Question

A light rod of length 200 cm is suspended from the ceiling horizontally by means of two vertical wires of equal length tied to its ends. One of the wires is made of steel and is of cross-section $\text{0.1 c}\text{m}^{2}$ and the other of brass of cross-section $\text{0.2 c}\text{m}^{2}.$ Along the rod at which distance a weight may be hung along the rod, in order to produce equal strains in both the wires?

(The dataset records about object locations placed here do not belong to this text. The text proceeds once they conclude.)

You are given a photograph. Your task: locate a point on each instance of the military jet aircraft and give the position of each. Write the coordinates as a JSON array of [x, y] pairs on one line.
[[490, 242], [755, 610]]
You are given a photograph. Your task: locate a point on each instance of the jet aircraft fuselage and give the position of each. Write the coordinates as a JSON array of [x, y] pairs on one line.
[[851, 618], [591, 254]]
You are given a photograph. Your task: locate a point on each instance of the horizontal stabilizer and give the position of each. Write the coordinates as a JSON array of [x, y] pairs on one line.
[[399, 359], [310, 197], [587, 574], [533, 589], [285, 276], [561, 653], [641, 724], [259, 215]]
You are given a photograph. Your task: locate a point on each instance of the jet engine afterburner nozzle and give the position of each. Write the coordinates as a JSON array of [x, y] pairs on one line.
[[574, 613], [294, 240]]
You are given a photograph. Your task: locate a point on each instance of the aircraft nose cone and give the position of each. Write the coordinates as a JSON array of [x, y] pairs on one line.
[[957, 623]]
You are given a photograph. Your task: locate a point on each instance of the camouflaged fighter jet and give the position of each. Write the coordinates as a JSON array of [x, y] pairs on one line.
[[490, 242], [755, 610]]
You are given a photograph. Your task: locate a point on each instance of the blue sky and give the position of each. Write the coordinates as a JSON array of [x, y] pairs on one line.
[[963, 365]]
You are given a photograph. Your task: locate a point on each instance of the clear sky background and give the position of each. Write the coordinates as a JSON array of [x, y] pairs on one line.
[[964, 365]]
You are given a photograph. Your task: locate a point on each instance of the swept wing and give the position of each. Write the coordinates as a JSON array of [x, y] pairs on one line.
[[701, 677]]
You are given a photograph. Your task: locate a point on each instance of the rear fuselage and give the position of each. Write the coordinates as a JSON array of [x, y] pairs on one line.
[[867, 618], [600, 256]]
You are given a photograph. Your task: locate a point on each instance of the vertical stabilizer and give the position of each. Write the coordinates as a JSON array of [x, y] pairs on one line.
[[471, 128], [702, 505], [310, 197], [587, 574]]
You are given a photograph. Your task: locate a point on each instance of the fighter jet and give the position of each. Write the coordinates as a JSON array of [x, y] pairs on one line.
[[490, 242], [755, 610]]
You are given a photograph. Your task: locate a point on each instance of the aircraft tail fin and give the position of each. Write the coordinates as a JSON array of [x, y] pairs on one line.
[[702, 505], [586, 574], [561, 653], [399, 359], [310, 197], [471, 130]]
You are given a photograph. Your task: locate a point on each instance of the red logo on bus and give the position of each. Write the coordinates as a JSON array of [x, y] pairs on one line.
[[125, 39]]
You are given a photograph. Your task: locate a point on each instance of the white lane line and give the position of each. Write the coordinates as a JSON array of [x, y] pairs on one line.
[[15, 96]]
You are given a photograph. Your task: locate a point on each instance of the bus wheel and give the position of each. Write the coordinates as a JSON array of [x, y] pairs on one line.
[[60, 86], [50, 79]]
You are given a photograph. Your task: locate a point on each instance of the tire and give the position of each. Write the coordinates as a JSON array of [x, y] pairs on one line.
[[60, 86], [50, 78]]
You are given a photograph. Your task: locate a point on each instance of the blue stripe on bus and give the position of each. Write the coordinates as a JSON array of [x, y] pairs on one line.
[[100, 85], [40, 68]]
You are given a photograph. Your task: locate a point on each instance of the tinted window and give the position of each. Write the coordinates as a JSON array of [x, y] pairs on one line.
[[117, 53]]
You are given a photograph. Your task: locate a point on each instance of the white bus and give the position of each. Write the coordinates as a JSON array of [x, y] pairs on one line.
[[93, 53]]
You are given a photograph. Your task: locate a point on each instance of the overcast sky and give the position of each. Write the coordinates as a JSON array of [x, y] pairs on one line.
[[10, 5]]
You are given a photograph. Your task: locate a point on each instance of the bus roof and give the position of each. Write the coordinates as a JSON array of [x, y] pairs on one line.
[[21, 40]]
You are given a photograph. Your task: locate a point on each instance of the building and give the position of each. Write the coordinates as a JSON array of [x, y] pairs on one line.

$(Y_{\text{Steel}} = 2 \times 10^{11}\text{ N }\text{m}^{- 2}\text{, }\text{Y}_{\text{Brass}} = 1 \times \text{1}\text{0}^{\text{11}}\text{ N }\text{m}^{- 2})$

• A. $\frac{4}{3}$ m from steel wire
• B. $\frac{4}{3}$ m from brass wire
• C. 1 m from steel wire
• D. $\frac{1}{4}$ m from brass wire

Answer 1

Answer: (C)

1 m from steel wire

Answer 2

: As strain =$\frac{Stress}{Young'sModulus}$

$\therefore$Strain in steel wire$= \frac{T_{S}}{A_{S}Y_{S}}$

Strain in brass wire$= \frac{T_{B}}{A_{B}Y_{B}}$

For equal strain in both the wires,

$\frac{T_{S}}{A_{S}Y_{S}} = \frac{T_{B}}{A_{B}Y_{B}}$

$\therefore\frac{T_{S}}{T_{B}} = \frac{A_{S}}{A_{B}}\frac{Y_{S}}{Y_{B}}$

$= \frac{0.1cm^{2}}{0.2cm^{2}} \times \frac{2 \times 10^{11}Nm^{- 2}}{1 \times 10^{11}Nm^{- 2}} = 1$ ……(ii)

For the rotational equilibrium of the rod,

$T_{S}x = T_{B}(2 - x)$

$\frac{2 - x}{x} = \frac{T_{S}}{T_{B}} = 1$ [Using (ii)]

2 – x = x or x = 1 m